We have already confronted and have acted on the failings documented in the Report: we have conducted internal reviews of operations at newspapers in the United Kingdom and indeed around the world, far beyond anything asked of us by the Metropolitan Police; we have volunteered any evidence of apparent wrongdoing to the authorities; and, we have instituted sweeping changes in our internal controls and our compliance programs on a world-wide basis, to help ensure that nothing like this ever happens again anywhere at News Corporation. “
This report ramps up the pressure on Rupert, argues Martin Hickman in The Independent:
“If Rupert Murdoch believed his appearance at the Leveson judicial inquiry last week would quell the ever louder outcry over his and his company’s conduct, he was wrong. By far the most damning judgement of this report is reserved for the 81-year-old chairman and chief executive of News Corporation.”
“Wilful blindless” is a serious allegation, say Simon Bowers and Dominic Rushe in The Guardian:
“The allegation of wilful blindness — sometimes referred to in Britain as turning the Nelsonian eye — is, in a legal context, often levelled by prosecutors at defendants who acknowledge they have unwittingly played a part in a criminal act of which they had no knowledge at the time.
When it comes to the business world, however, the allegation can be more powerful as directors of companies are required by law to exercise proper responsibility on behalf of the company’s shareholders.”
The hacking allegations aren’t over yet, note John F. Burns and Ravi Somaiya in The New York Times:
“Though the majority of the report is dedicated to the critique and condemnation of the defenses senior executives have presented to Parliament over years, it offers new details that suggest the scandal has not yet fully crested. Dotted through its 121 pages are references to sealed documents and an audio tape containing possibly unrevealed names of those involved in illegality; a potentially explosive impending legal judgment; significant areas under review by Scotland Yard; and a file of evidence gathered by the company that the panel of lawmakers behind the report has said may have been instrumental in covering up phone hacking.”
But the committee report also reveals a lot about the workings of UK politics, writes Patrick Wintour in The Guardian:
“The 85-page select committee report on Rupert Murdoch’s empire is politically explosive, but so is the subsequent 17 pages showing a bloc of four Conservative MPs repeatedly voting to soften the damning conclusions Lib Dem and Labour MPs were determined to reach.”
between cameron and dear ol’ rupe, an’ you an me, let me allow that there aint enough carpet in the wooooorld for this to disappear beneath.expect some deadly distraction from the usual sail loft.
I’ve just finished reading Dial M for Murdoch by Martin Hickman and Tom Watson. The evidence is there…I think he’s toast.
Nothing much about any of this on http://www.news.com.au or theaustralian.com.au websites. Funny that….
“Hullo, my name is Maurice Newman.
As the then chairman of the ABC, I’d like to issue a public apology to the Australian community for visiting upon them Mr Murdoch’s stultifying and self-satisfied Boyer Lectures on (gulp) ‘The Golden Age of Freedom’. With the small wisdoms of hindsight, I particularly regret ‘Fortune Favours the Smart’, his fourth lecture.”
The “not a fit person” conclusion was only approved by 6 votes to 4 (and there was Conservative chair).
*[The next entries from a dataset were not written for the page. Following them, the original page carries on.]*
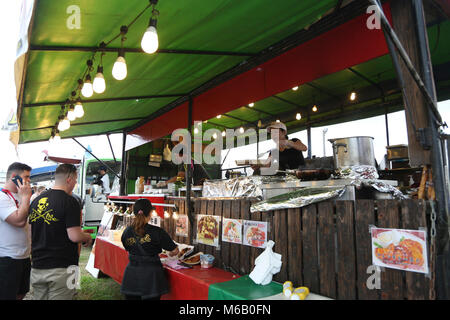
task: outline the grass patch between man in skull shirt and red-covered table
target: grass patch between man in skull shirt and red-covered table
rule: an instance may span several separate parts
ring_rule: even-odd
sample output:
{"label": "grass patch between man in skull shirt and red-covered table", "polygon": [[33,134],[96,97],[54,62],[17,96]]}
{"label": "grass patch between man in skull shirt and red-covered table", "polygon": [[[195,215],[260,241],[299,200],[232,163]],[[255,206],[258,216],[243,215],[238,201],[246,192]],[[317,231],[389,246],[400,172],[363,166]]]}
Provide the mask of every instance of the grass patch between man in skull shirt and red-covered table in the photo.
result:
{"label": "grass patch between man in skull shirt and red-covered table", "polygon": [[91,254],[91,247],[82,248],[80,254],[80,272],[81,281],[78,293],[75,300],[123,300],[123,295],[120,293],[120,284],[107,276],[99,275],[99,278],[94,278],[87,270],[86,264]]}

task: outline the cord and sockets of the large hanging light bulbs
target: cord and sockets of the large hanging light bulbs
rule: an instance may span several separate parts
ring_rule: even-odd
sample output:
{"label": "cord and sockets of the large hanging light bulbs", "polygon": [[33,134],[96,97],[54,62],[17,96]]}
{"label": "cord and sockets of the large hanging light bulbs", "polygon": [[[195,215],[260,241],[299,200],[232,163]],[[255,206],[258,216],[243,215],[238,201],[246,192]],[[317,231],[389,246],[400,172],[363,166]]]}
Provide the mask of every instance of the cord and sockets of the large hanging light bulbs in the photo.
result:
{"label": "cord and sockets of the large hanging light bulbs", "polygon": [[[90,63],[88,63],[87,62],[87,64],[88,64],[88,67],[84,70],[84,72],[83,72],[83,75],[81,76],[81,78],[78,80],[78,83],[77,83],[77,87],[75,88],[75,90],[73,90],[73,91],[71,91],[71,95],[72,95],[72,99],[67,99],[68,101],[69,101],[69,109],[68,109],[68,111],[69,110],[71,110],[71,106],[70,106],[70,104],[78,104],[78,107],[80,107],[80,105],[81,105],[81,98],[80,98],[80,95],[81,95],[81,89],[83,88],[83,84],[84,84],[84,82],[81,82],[80,83],[80,80],[81,79],[86,79],[86,77],[89,75],[90,76],[90,72],[92,72],[93,71],[93,63],[95,62],[95,57],[96,57],[96,55],[97,55],[97,53],[98,52],[100,52],[100,64],[99,64],[99,66],[101,66],[101,68],[103,68],[103,56],[105,55],[105,52],[104,52],[104,48],[106,47],[106,46],[108,46],[109,44],[111,44],[113,41],[115,41],[116,39],[118,39],[120,36],[122,36],[122,38],[121,38],[121,50],[122,50],[122,52],[124,51],[124,49],[123,49],[123,43],[124,43],[124,41],[126,40],[126,37],[125,37],[125,34],[126,34],[126,32],[124,33],[124,29],[126,28],[126,30],[128,31],[128,29],[149,9],[149,8],[152,8],[152,19],[154,18],[154,17],[156,17],[157,15],[159,15],[159,11],[158,10],[156,10],[155,9],[155,6],[156,6],[156,4],[158,3],[158,0],[149,0],[149,4],[147,4],[147,6],[145,6],[145,8],[141,11],[141,12],[139,12],[139,14],[130,22],[130,23],[128,23],[128,25],[125,25],[125,26],[122,26],[121,27],[121,29],[120,29],[120,32],[117,34],[117,35],[115,35],[113,38],[111,38],[109,41],[107,41],[107,42],[104,42],[104,41],[102,41],[101,43],[100,43],[100,45],[99,45],[99,47],[98,48],[95,48],[94,50],[93,50],[93,53],[92,53],[92,56],[90,57],[90,59],[88,59],[87,61],[90,61],[90,63],[92,63],[92,64],[90,64]],[[102,71],[102,69],[100,69],[101,71]],[[97,74],[98,74],[98,72],[97,72]],[[94,79],[95,80],[95,79]],[[83,81],[83,80],[81,80],[81,81]],[[75,94],[74,94],[75,93]],[[78,95],[78,97],[76,98],[76,96]],[[75,111],[77,110],[77,105],[75,105]],[[80,110],[80,108],[78,108],[78,110]],[[82,110],[82,106],[81,106],[81,110]],[[67,112],[68,112],[67,111]],[[74,111],[74,112],[75,112]],[[58,129],[58,125],[59,125],[59,123],[65,118],[65,117],[67,117],[67,112],[65,112],[65,105],[64,105],[64,109],[62,109],[62,112],[64,113],[62,116],[63,116],[63,118],[61,119],[61,116],[58,116],[58,121],[55,123],[55,126],[52,128],[52,132],[51,132],[51,137],[50,137],[50,141],[53,141],[53,140],[55,140],[54,139],[54,137],[55,137],[55,135],[58,135],[59,136],[59,132],[61,131],[61,130],[59,130]],[[78,114],[81,114],[80,113],[80,111],[79,111],[79,113]],[[82,111],[82,114],[84,114],[84,111]],[[82,117],[82,115],[81,116],[79,116],[79,117]],[[70,126],[70,122],[69,122],[69,126]]]}

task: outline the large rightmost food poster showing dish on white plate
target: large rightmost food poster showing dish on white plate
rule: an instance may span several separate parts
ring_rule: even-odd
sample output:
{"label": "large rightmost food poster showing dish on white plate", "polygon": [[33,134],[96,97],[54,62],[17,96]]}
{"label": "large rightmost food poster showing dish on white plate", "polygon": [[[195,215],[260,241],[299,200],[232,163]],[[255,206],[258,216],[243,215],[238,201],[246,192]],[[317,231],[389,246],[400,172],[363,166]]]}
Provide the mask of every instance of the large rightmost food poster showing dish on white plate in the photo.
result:
{"label": "large rightmost food poster showing dish on white plate", "polygon": [[374,265],[428,273],[426,231],[371,228],[371,236]]}

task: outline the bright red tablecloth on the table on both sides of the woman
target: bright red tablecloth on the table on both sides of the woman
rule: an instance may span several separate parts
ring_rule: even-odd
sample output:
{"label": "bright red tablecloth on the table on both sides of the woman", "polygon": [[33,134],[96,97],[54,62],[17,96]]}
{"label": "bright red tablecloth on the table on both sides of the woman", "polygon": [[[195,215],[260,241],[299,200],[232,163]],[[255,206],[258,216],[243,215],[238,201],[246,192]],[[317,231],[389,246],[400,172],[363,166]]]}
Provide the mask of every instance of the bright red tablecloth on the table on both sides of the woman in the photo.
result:
{"label": "bright red tablecloth on the table on both sides of the woman", "polygon": [[[123,273],[128,264],[128,252],[100,237],[95,241],[94,267],[122,282]],[[239,277],[231,272],[218,268],[175,270],[165,266],[170,293],[164,295],[164,300],[208,300],[209,285],[225,282]]]}

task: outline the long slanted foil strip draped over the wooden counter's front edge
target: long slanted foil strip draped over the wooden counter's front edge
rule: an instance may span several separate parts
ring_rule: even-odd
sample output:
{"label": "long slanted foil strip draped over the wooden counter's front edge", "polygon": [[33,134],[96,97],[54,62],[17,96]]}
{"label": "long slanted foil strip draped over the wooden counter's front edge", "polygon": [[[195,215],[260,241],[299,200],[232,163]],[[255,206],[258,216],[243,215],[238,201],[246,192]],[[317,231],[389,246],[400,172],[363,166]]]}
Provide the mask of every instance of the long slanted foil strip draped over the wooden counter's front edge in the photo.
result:
{"label": "long slanted foil strip draped over the wooden counter's front edge", "polygon": [[250,212],[301,208],[312,203],[340,197],[344,192],[345,186],[302,188],[255,203],[250,207]]}

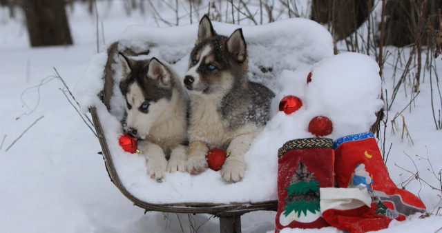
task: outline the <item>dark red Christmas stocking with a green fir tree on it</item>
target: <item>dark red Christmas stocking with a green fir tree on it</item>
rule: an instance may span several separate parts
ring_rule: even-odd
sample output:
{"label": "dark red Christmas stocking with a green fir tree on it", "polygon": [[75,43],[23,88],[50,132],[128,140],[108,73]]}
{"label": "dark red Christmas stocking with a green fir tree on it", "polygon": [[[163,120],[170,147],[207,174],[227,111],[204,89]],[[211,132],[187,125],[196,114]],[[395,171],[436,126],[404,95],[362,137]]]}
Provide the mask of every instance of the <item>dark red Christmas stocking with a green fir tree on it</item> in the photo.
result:
{"label": "dark red Christmas stocking with a green fir tree on it", "polygon": [[328,225],[320,214],[319,188],[334,184],[332,144],[332,139],[296,139],[278,151],[276,232]]}

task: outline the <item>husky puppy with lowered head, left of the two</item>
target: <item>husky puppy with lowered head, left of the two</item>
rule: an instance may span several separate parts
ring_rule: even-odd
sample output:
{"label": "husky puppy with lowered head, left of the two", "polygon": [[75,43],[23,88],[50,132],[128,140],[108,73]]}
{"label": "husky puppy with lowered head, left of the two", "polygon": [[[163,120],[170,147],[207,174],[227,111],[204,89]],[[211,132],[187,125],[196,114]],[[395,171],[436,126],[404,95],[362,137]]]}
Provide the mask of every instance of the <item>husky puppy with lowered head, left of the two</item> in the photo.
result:
{"label": "husky puppy with lowered head, left of the two", "polygon": [[119,88],[126,101],[124,130],[139,139],[148,173],[161,181],[166,171],[185,171],[189,99],[180,77],[155,58],[137,61],[119,54],[119,63],[124,77]]}

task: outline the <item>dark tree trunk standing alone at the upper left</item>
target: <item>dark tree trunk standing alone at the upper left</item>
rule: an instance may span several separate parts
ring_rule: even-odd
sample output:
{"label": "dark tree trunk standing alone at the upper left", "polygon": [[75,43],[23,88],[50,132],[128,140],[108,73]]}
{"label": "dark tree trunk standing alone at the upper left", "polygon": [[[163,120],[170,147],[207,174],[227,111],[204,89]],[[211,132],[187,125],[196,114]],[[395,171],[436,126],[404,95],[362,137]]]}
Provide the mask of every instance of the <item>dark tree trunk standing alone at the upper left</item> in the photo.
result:
{"label": "dark tree trunk standing alone at the upper left", "polygon": [[62,0],[23,0],[32,47],[73,44],[64,4]]}

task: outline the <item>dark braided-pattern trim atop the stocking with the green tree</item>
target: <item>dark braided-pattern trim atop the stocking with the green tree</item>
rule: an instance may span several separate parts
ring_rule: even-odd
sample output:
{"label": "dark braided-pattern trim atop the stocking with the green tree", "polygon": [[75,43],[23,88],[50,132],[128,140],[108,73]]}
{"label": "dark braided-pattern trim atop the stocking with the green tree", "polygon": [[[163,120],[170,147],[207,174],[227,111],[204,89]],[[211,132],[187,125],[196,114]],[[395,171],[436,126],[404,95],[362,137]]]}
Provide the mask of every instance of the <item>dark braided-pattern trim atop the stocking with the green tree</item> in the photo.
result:
{"label": "dark braided-pattern trim atop the stocking with the green tree", "polygon": [[308,139],[295,139],[287,141],[282,145],[282,148],[278,150],[278,158],[280,158],[285,152],[289,150],[307,149],[307,148],[333,148],[333,140],[326,138],[308,138]]}

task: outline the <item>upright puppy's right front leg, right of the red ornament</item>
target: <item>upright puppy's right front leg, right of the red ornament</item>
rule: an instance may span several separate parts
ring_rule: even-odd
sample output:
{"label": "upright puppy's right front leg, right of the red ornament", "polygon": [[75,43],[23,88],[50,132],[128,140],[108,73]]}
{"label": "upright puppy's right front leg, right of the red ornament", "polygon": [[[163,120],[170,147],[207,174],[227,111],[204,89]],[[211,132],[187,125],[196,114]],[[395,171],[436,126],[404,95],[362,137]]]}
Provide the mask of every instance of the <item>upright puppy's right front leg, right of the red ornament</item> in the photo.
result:
{"label": "upright puppy's right front leg, right of the red ornament", "polygon": [[227,152],[231,152],[221,168],[221,176],[224,181],[238,182],[244,176],[246,165],[244,154],[249,150],[250,144],[256,134],[242,134],[230,142]]}

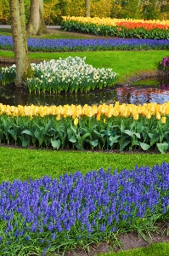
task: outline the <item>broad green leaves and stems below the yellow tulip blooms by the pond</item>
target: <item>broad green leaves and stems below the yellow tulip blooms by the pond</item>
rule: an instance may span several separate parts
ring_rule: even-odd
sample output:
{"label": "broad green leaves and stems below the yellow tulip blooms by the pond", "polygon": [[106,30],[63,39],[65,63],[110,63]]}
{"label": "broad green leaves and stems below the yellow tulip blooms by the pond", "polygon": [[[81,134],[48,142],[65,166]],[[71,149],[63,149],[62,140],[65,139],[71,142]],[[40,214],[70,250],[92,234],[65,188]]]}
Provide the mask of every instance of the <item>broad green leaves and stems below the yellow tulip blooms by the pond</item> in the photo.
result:
{"label": "broad green leaves and stems below the yellow tulip blooms by the pond", "polygon": [[[42,116],[43,113],[40,113]],[[0,142],[14,143],[22,147],[38,148],[75,148],[84,149],[157,149],[166,153],[169,148],[169,130],[161,119],[143,116],[138,120],[132,117],[111,117],[104,122],[104,115],[100,121],[95,117],[82,116],[78,124],[74,120],[65,117],[56,120],[55,116],[45,117],[10,117],[3,114],[0,117]],[[106,132],[113,135],[107,141]]]}

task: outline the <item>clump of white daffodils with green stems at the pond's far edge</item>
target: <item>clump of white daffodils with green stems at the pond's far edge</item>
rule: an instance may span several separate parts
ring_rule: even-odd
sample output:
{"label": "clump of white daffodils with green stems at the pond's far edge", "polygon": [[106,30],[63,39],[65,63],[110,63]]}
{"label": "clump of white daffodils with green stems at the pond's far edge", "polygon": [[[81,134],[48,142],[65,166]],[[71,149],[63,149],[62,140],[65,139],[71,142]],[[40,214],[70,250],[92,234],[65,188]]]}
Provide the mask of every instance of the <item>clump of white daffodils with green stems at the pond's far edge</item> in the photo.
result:
{"label": "clump of white daffodils with green stems at the pond's far edge", "polygon": [[[49,92],[65,93],[69,90],[87,92],[88,90],[102,89],[114,84],[118,75],[112,68],[94,68],[85,63],[86,58],[68,57],[66,59],[43,61],[39,64],[31,63],[34,77],[26,79],[30,93]],[[14,82],[16,66],[2,67],[2,84]]]}

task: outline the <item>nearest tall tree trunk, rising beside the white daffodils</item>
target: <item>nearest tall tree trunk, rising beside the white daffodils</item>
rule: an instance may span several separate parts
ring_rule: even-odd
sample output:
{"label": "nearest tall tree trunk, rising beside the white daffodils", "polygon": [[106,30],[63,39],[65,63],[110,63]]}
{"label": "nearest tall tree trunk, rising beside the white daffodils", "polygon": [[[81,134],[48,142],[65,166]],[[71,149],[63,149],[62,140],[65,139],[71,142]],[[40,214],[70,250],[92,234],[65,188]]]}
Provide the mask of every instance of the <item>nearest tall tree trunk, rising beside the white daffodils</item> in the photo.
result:
{"label": "nearest tall tree trunk, rising beside the white daffodils", "polygon": [[23,77],[27,74],[29,64],[27,37],[25,32],[25,4],[24,0],[9,0],[12,18],[12,34],[14,41],[14,61],[16,64],[15,85],[22,87]]}

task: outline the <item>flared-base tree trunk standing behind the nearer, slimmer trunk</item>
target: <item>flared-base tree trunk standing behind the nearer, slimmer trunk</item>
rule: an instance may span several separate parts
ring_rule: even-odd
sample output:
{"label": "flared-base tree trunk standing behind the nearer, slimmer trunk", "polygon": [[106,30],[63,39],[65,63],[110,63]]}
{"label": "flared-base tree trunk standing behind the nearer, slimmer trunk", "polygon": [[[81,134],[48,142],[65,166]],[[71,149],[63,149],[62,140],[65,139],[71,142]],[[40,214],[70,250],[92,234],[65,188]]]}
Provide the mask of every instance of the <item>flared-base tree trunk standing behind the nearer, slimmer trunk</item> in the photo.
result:
{"label": "flared-base tree trunk standing behind the nearer, slimmer trunk", "polygon": [[31,0],[30,16],[26,29],[28,35],[49,33],[43,20],[43,0]]}

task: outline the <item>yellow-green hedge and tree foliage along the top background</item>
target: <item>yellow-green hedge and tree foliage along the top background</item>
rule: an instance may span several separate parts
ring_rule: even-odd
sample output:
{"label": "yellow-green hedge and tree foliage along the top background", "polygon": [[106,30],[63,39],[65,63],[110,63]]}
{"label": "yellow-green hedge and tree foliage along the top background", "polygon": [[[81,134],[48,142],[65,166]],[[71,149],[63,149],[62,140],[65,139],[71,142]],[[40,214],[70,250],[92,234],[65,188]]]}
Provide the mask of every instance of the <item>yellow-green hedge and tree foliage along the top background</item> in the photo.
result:
{"label": "yellow-green hedge and tree foliage along the top background", "polygon": [[[28,21],[31,0],[25,0],[25,22]],[[85,16],[85,0],[44,0],[46,25],[59,25],[61,16]],[[169,19],[169,0],[90,0],[90,15],[111,18]],[[10,24],[9,1],[0,1],[0,24]]]}

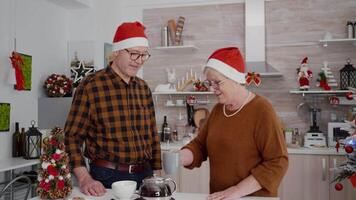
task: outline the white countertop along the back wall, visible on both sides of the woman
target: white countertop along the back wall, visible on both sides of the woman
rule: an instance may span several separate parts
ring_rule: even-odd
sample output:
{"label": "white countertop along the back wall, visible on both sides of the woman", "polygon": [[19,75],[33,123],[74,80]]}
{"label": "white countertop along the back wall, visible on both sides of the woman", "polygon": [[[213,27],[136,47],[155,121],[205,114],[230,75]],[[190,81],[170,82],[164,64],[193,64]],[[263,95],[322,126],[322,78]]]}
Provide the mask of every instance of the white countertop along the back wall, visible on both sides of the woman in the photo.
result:
{"label": "white countertop along the back wall, visible on both sides of the woman", "polygon": [[[173,143],[161,143],[161,149],[163,151],[169,151],[169,150],[179,150],[182,148],[183,142],[178,141],[178,142],[173,142]],[[300,147],[300,148],[287,148],[288,154],[307,154],[307,155],[346,155],[345,151],[340,148],[339,153],[336,152],[335,148],[305,148],[305,147]]]}

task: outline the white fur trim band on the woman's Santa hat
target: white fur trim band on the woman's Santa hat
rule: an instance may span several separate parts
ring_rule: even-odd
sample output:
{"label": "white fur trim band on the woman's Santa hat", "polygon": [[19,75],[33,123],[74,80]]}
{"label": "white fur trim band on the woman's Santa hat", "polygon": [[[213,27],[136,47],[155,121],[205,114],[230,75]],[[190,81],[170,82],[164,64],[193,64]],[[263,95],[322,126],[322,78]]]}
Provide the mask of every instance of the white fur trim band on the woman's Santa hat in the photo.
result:
{"label": "white fur trim band on the woman's Santa hat", "polygon": [[240,84],[245,84],[246,79],[245,79],[245,74],[237,71],[230,65],[214,58],[210,58],[206,65],[203,67],[203,71],[207,68],[212,68],[219,73],[223,74],[224,76],[228,77],[229,79],[236,81],[237,83]]}

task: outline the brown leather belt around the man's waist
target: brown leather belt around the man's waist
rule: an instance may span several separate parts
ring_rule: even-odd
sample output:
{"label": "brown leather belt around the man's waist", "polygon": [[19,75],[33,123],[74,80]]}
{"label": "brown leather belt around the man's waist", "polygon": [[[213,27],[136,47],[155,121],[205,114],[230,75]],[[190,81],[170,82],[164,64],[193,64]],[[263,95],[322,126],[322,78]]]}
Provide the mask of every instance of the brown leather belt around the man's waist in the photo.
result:
{"label": "brown leather belt around the man's waist", "polygon": [[96,159],[92,160],[91,164],[98,166],[98,167],[105,167],[109,169],[115,169],[123,172],[128,172],[128,173],[141,173],[145,171],[145,166],[147,164],[123,164],[123,163],[114,163],[110,162],[107,160],[101,160],[101,159]]}

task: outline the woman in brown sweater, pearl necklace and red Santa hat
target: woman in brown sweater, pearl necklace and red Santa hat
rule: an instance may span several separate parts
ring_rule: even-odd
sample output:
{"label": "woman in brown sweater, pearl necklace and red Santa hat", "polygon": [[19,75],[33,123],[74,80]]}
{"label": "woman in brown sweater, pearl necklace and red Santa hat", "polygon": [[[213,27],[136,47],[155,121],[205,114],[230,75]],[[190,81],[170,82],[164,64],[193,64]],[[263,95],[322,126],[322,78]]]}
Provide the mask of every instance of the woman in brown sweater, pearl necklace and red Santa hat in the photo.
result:
{"label": "woman in brown sweater, pearl necklace and red Santa hat", "polygon": [[277,196],[288,167],[283,129],[272,105],[246,89],[238,48],[215,51],[204,67],[218,98],[198,136],[180,150],[181,163],[200,167],[209,157],[209,199]]}

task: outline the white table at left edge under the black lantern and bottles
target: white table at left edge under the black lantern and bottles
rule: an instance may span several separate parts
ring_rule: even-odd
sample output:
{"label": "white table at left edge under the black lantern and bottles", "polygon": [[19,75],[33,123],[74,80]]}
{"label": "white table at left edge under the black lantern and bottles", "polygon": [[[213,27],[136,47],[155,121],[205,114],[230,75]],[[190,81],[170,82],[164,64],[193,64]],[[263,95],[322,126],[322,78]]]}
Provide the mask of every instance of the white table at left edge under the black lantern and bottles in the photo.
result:
{"label": "white table at left edge under the black lantern and bottles", "polygon": [[[26,160],[22,157],[19,158],[4,158],[0,160],[0,172],[5,173],[5,181],[11,181],[14,177],[15,169],[23,168],[23,167],[33,167],[39,164],[39,159]],[[13,190],[12,187],[9,188],[10,195],[9,199],[13,200]]]}

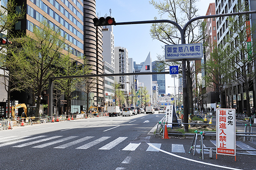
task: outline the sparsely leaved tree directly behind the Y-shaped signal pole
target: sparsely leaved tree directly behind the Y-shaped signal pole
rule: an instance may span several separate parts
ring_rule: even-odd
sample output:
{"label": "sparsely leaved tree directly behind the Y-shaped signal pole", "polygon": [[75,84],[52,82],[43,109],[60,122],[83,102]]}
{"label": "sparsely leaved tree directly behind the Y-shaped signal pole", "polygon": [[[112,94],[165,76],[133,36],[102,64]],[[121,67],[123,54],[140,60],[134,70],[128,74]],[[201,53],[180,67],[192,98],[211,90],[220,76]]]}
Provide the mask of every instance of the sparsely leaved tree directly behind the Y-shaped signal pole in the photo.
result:
{"label": "sparsely leaved tree directly behind the Y-shaped signal pole", "polygon": [[[160,3],[157,3],[154,0],[151,0],[150,3],[158,10],[160,17],[167,15],[167,17],[179,24],[181,27],[191,20],[192,18],[198,17],[195,3],[198,0],[162,0]],[[178,16],[181,17],[179,18]],[[154,18],[157,20],[157,17]],[[195,33],[195,28],[201,28],[203,26],[200,20],[192,22],[186,29],[185,39],[186,43],[197,43],[202,40],[203,34],[200,32],[198,35]],[[160,40],[166,45],[169,44],[180,44],[181,37],[178,29],[169,23],[154,23],[151,26],[150,34],[153,39]],[[164,59],[160,57],[159,59]],[[162,60],[163,63],[166,63]],[[168,65],[168,63],[166,63]],[[188,102],[189,102],[189,113],[193,114],[193,96],[192,96],[192,79],[190,71],[190,63],[187,61],[186,66],[186,78],[187,78],[187,90],[188,90]],[[186,103],[184,103],[186,104]],[[188,121],[188,120],[187,120]],[[185,130],[188,131],[188,127],[185,126]]]}

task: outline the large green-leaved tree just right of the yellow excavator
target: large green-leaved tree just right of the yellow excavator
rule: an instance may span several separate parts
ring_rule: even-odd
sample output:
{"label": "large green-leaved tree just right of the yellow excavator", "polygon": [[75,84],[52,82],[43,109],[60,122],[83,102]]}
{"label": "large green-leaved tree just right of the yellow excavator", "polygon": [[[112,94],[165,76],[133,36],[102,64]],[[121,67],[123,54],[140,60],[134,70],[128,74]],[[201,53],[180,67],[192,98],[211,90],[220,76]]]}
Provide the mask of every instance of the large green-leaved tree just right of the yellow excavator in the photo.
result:
{"label": "large green-leaved tree just right of the yellow excavator", "polygon": [[12,58],[19,64],[15,77],[35,92],[36,113],[39,116],[41,93],[48,87],[48,79],[64,67],[63,49],[66,48],[60,29],[54,29],[44,18],[39,27],[33,27],[33,34],[14,40],[20,44],[12,47]]}

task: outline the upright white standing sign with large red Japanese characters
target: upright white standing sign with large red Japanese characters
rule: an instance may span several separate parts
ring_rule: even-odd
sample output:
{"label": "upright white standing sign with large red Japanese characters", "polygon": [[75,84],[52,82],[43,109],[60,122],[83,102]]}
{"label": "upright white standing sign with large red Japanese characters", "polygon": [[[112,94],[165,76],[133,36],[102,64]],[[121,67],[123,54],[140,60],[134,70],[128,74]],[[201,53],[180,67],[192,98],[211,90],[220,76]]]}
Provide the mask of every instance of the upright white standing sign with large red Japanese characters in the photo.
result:
{"label": "upright white standing sign with large red Japanese characters", "polygon": [[236,110],[216,111],[216,152],[236,156]]}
In other words, the Committee divided upon strict party lines.
Is the “Tom Watson” whose name appears as one of the committee members the same “Tom Watson” who recently co-authored “Dial M for Murdoch”?
In other words, despite all the predictable hyperventilating on the ABC and in Fairfax and Crikey, the report’s conclusions were largely predictable.
Disclaimer: I don’t work for or have any relationship with the Murdochs or News, so don’t bother coming out with all the semi-literate rantings that are invariably directed against anyone who doesn’t believe that Murdoch is a baby-b_ggering war criminal.